Monrovia — Members of the House of Representatives have unanimously voted to endorse a report from its Judiciary and Elections Committee that would allow pre-trial detainees to vote in the ensuing 2017 Elections.
The House's Plenary made the decision on Tuesday, February 14, 2017 in its 11th Day Sitting.
According to the findings of the committee which was read by Rep. Worlea-Saywah Dunah, Chairman of the Judiciary committee, "all pre-trial detainees have a vested constitutional right to vote based on the cornerstone of the legal system where one is assumed to be innocent until proven guilty by a court of competent jurisdiction."
"That all prisoners who are not serving sentence for the commission of an infamous crime have a vested Constitutional Rights to vote," read the report. "
That the Plenary informs the National Elections Commission what the interpretation of the law indicates and that all prisoners have the right to vote except those serving sentences for the commission of an infamous crime as stated in Section 5.1 of the New Elections Law of Liberia."
They added that the right of a prisoner to vote is granted by the Constitution in article 77(b) and further defined by Section 5.1 of the New Elections Law by creating the means and procedure for the registration and voting of prisoners as per the "category supra."
Pretrial detention refers to detaining of an accused person in a criminal case before the trial has taken place, either because of a failure to post bail or due to denial of release under a pre-trial detention statute.

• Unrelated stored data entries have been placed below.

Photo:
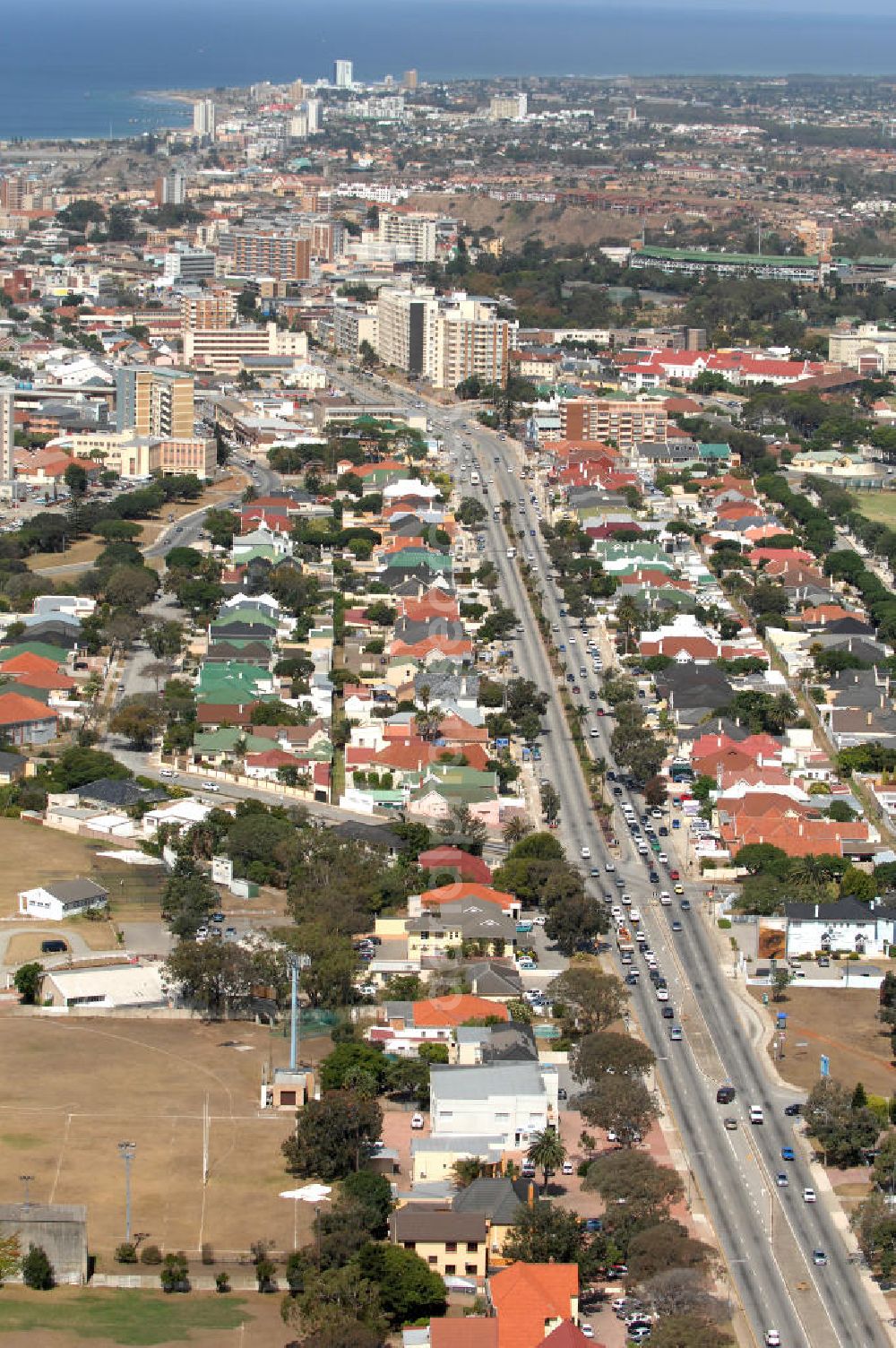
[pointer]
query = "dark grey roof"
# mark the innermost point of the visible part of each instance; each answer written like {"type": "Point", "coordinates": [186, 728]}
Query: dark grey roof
{"type": "Point", "coordinates": [844, 910]}
{"type": "Point", "coordinates": [415, 1222]}
{"type": "Point", "coordinates": [497, 1200]}
{"type": "Point", "coordinates": [109, 791]}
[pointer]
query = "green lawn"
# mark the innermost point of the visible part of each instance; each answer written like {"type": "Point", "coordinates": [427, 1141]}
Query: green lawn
{"type": "Point", "coordinates": [877, 506]}
{"type": "Point", "coordinates": [120, 1318]}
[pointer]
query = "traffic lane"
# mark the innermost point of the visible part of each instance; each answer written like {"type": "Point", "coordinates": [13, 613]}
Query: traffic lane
{"type": "Point", "coordinates": [757, 1277]}
{"type": "Point", "coordinates": [844, 1297]}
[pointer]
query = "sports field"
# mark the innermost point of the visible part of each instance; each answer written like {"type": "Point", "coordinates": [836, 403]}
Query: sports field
{"type": "Point", "coordinates": [74, 1088]}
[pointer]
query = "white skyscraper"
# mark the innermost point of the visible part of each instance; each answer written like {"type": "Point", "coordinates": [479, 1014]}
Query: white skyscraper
{"type": "Point", "coordinates": [342, 74]}
{"type": "Point", "coordinates": [203, 117]}
{"type": "Point", "coordinates": [7, 443]}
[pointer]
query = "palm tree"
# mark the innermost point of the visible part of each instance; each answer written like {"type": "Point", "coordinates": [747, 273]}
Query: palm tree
{"type": "Point", "coordinates": [547, 1152]}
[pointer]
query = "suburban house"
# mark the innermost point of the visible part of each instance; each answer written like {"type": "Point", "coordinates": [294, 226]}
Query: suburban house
{"type": "Point", "coordinates": [24, 720]}
{"type": "Point", "coordinates": [531, 1301]}
{"type": "Point", "coordinates": [503, 1101]}
{"type": "Point", "coordinates": [61, 899]}
{"type": "Point", "coordinates": [452, 1243]}
{"type": "Point", "coordinates": [847, 925]}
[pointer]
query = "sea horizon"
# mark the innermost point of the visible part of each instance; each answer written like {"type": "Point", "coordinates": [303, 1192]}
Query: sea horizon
{"type": "Point", "coordinates": [96, 81]}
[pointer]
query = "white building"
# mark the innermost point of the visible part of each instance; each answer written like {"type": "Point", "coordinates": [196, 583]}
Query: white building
{"type": "Point", "coordinates": [503, 1101]}
{"type": "Point", "coordinates": [342, 74]}
{"type": "Point", "coordinates": [203, 117]}
{"type": "Point", "coordinates": [61, 899]}
{"type": "Point", "coordinates": [847, 925]}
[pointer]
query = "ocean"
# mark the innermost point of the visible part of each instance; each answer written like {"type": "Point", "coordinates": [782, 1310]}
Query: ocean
{"type": "Point", "coordinates": [78, 70]}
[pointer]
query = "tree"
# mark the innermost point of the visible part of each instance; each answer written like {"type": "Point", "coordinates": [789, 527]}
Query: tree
{"type": "Point", "coordinates": [621, 1104]}
{"type": "Point", "coordinates": [409, 1288]}
{"type": "Point", "coordinates": [189, 898]}
{"type": "Point", "coordinates": [844, 1134]}
{"type": "Point", "coordinates": [594, 999]}
{"type": "Point", "coordinates": [348, 1059]}
{"type": "Point", "coordinates": [37, 1270]}
{"type": "Point", "coordinates": [545, 1233]}
{"type": "Point", "coordinates": [138, 724]}
{"type": "Point", "coordinates": [333, 1136]}
{"type": "Point", "coordinates": [609, 1051]}
{"type": "Point", "coordinates": [216, 975]}
{"type": "Point", "coordinates": [665, 1246]}
{"type": "Point", "coordinates": [635, 1180]}
{"type": "Point", "coordinates": [372, 1193]}
{"type": "Point", "coordinates": [573, 920]}
{"type": "Point", "coordinates": [27, 981]}
{"type": "Point", "coordinates": [547, 1150]}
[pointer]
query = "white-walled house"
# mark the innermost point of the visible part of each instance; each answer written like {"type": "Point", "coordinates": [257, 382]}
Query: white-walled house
{"type": "Point", "coordinates": [62, 899]}
{"type": "Point", "coordinates": [503, 1101]}
{"type": "Point", "coordinates": [845, 925]}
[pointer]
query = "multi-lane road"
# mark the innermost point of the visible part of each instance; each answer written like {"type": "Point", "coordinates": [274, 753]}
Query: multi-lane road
{"type": "Point", "coordinates": [767, 1231]}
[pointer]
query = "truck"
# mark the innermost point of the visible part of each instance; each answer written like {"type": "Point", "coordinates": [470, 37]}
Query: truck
{"type": "Point", "coordinates": [624, 941]}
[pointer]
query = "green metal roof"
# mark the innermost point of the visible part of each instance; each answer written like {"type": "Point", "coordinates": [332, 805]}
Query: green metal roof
{"type": "Point", "coordinates": [719, 258]}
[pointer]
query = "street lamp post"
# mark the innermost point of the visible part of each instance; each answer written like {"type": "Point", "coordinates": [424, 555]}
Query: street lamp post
{"type": "Point", "coordinates": [125, 1152]}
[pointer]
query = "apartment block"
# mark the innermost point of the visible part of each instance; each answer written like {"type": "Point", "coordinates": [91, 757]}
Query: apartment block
{"type": "Point", "coordinates": [868, 348]}
{"type": "Point", "coordinates": [209, 309]}
{"type": "Point", "coordinates": [409, 230]}
{"type": "Point", "coordinates": [472, 341]}
{"type": "Point", "coordinates": [224, 348]}
{"type": "Point", "coordinates": [442, 340]}
{"type": "Point", "coordinates": [407, 329]}
{"type": "Point", "coordinates": [154, 402]}
{"type": "Point", "coordinates": [7, 443]}
{"type": "Point", "coordinates": [508, 107]}
{"type": "Point", "coordinates": [352, 325]}
{"type": "Point", "coordinates": [613, 419]}
{"type": "Point", "coordinates": [269, 254]}
{"type": "Point", "coordinates": [203, 117]}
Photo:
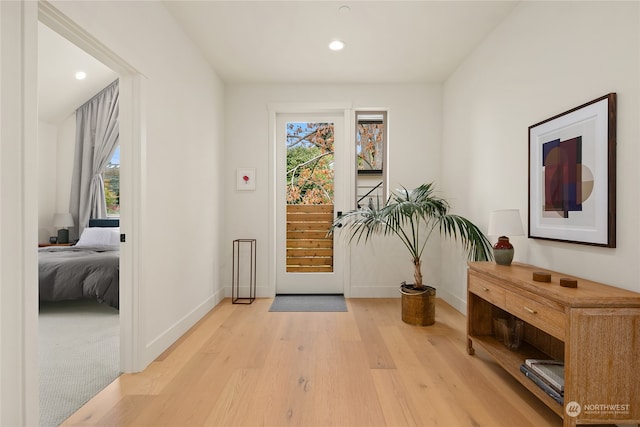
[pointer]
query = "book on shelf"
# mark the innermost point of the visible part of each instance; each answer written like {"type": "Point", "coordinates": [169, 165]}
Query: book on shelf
{"type": "Point", "coordinates": [555, 395]}
{"type": "Point", "coordinates": [551, 371]}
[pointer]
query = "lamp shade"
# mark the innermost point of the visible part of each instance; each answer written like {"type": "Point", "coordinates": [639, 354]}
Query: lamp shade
{"type": "Point", "coordinates": [62, 220]}
{"type": "Point", "coordinates": [505, 222]}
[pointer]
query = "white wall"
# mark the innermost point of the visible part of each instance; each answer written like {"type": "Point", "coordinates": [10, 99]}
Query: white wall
{"type": "Point", "coordinates": [18, 214]}
{"type": "Point", "coordinates": [47, 188]}
{"type": "Point", "coordinates": [181, 168]}
{"type": "Point", "coordinates": [414, 145]}
{"type": "Point", "coordinates": [546, 58]}
{"type": "Point", "coordinates": [66, 143]}
{"type": "Point", "coordinates": [56, 145]}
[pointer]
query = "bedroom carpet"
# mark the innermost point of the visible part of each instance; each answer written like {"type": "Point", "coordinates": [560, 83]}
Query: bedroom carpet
{"type": "Point", "coordinates": [79, 348]}
{"type": "Point", "coordinates": [318, 303]}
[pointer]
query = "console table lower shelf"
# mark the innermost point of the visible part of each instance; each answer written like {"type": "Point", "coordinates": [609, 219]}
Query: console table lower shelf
{"type": "Point", "coordinates": [593, 329]}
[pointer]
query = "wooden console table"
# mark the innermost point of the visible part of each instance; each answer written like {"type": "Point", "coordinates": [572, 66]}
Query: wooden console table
{"type": "Point", "coordinates": [594, 329]}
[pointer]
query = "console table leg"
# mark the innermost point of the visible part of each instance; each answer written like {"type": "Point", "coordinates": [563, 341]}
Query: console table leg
{"type": "Point", "coordinates": [470, 350]}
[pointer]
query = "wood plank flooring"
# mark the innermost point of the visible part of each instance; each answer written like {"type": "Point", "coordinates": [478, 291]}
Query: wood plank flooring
{"type": "Point", "coordinates": [242, 365]}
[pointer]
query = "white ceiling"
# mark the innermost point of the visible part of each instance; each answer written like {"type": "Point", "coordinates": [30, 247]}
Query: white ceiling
{"type": "Point", "coordinates": [286, 42]}
{"type": "Point", "coordinates": [59, 93]}
{"type": "Point", "coordinates": [386, 41]}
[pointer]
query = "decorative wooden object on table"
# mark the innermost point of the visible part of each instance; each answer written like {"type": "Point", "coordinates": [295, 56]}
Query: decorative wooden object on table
{"type": "Point", "coordinates": [541, 276]}
{"type": "Point", "coordinates": [593, 329]}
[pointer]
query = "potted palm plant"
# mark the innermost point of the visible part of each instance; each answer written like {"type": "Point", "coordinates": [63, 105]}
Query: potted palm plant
{"type": "Point", "coordinates": [414, 216]}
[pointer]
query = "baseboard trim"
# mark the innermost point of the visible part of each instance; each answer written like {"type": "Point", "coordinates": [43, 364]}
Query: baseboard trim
{"type": "Point", "coordinates": [158, 345]}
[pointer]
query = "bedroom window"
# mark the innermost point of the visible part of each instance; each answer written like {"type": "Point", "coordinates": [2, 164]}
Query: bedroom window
{"type": "Point", "coordinates": [111, 177]}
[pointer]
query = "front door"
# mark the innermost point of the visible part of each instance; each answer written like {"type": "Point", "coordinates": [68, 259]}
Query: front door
{"type": "Point", "coordinates": [310, 190]}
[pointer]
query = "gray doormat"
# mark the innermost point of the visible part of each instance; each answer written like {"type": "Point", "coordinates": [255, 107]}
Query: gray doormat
{"type": "Point", "coordinates": [316, 303]}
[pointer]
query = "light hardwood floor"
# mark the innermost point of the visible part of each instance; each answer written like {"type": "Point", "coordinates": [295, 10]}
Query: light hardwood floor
{"type": "Point", "coordinates": [242, 365]}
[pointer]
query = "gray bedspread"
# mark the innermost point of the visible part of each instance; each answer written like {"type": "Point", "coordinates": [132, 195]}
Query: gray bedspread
{"type": "Point", "coordinates": [69, 272]}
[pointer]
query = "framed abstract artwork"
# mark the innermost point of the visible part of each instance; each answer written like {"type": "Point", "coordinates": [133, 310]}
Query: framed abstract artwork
{"type": "Point", "coordinates": [572, 175]}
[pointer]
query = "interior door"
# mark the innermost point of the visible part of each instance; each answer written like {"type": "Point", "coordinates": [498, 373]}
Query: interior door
{"type": "Point", "coordinates": [310, 191]}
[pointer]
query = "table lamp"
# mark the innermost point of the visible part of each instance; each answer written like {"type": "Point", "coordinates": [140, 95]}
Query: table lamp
{"type": "Point", "coordinates": [503, 223]}
{"type": "Point", "coordinates": [62, 221]}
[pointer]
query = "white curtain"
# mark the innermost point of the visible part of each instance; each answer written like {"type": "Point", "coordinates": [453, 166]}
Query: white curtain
{"type": "Point", "coordinates": [97, 136]}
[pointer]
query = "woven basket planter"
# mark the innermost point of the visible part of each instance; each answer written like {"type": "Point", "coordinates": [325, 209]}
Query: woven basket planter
{"type": "Point", "coordinates": [418, 306]}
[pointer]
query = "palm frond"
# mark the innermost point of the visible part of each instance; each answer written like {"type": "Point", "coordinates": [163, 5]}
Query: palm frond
{"type": "Point", "coordinates": [413, 215]}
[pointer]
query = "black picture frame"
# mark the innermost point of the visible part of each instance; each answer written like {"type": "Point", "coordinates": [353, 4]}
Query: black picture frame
{"type": "Point", "coordinates": [572, 175]}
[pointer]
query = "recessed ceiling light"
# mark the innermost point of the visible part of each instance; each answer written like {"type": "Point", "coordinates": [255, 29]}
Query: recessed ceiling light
{"type": "Point", "coordinates": [336, 45]}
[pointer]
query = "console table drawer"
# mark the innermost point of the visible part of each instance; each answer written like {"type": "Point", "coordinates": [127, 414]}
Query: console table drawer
{"type": "Point", "coordinates": [537, 314]}
{"type": "Point", "coordinates": [487, 291]}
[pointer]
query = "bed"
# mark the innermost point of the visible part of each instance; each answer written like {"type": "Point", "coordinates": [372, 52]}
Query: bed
{"type": "Point", "coordinates": [89, 269]}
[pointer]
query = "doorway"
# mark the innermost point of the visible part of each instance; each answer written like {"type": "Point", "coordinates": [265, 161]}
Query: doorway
{"type": "Point", "coordinates": [311, 186]}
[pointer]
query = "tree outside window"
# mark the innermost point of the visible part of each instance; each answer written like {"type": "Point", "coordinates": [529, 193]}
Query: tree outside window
{"type": "Point", "coordinates": [310, 163]}
{"type": "Point", "coordinates": [111, 178]}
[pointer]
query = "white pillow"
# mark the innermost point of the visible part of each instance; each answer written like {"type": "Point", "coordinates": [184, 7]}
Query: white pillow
{"type": "Point", "coordinates": [98, 236]}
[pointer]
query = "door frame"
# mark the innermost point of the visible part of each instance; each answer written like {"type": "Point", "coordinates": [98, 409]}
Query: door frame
{"type": "Point", "coordinates": [344, 109]}
{"type": "Point", "coordinates": [132, 169]}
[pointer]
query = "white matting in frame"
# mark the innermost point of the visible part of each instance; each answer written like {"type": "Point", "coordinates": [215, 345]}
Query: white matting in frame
{"type": "Point", "coordinates": [572, 170]}
{"type": "Point", "coordinates": [245, 179]}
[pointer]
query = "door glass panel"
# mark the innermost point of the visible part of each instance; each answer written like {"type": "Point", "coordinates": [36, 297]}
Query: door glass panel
{"type": "Point", "coordinates": [309, 196]}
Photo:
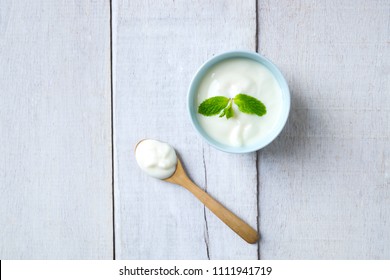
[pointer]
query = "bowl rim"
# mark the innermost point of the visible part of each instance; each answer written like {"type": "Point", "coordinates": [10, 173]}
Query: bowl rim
{"type": "Point", "coordinates": [202, 70]}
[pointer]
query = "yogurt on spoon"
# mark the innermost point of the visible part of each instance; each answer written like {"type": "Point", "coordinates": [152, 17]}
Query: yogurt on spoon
{"type": "Point", "coordinates": [157, 159]}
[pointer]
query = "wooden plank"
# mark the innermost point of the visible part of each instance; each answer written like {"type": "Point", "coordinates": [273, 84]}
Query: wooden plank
{"type": "Point", "coordinates": [55, 165]}
{"type": "Point", "coordinates": [324, 183]}
{"type": "Point", "coordinates": [157, 50]}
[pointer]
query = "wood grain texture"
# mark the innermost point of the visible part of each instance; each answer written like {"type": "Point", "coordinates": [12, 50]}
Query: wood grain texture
{"type": "Point", "coordinates": [324, 183]}
{"type": "Point", "coordinates": [158, 45]}
{"type": "Point", "coordinates": [55, 154]}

There was a public hearing on the issue and legal experts were invited and they advised that pre-trial detainees have the right like any other free citizen to participate in national decision making.
The committee named Cllr. Moses Paegar, Cllr. Albert Sims and representatives from the Carter Center as legal experts who attended the hearing and advised the committee on what is best.
However, officials of Ministry of Justice and the National Election Commission did not turn up during the hearing and they are yet to explain reasons for their absence.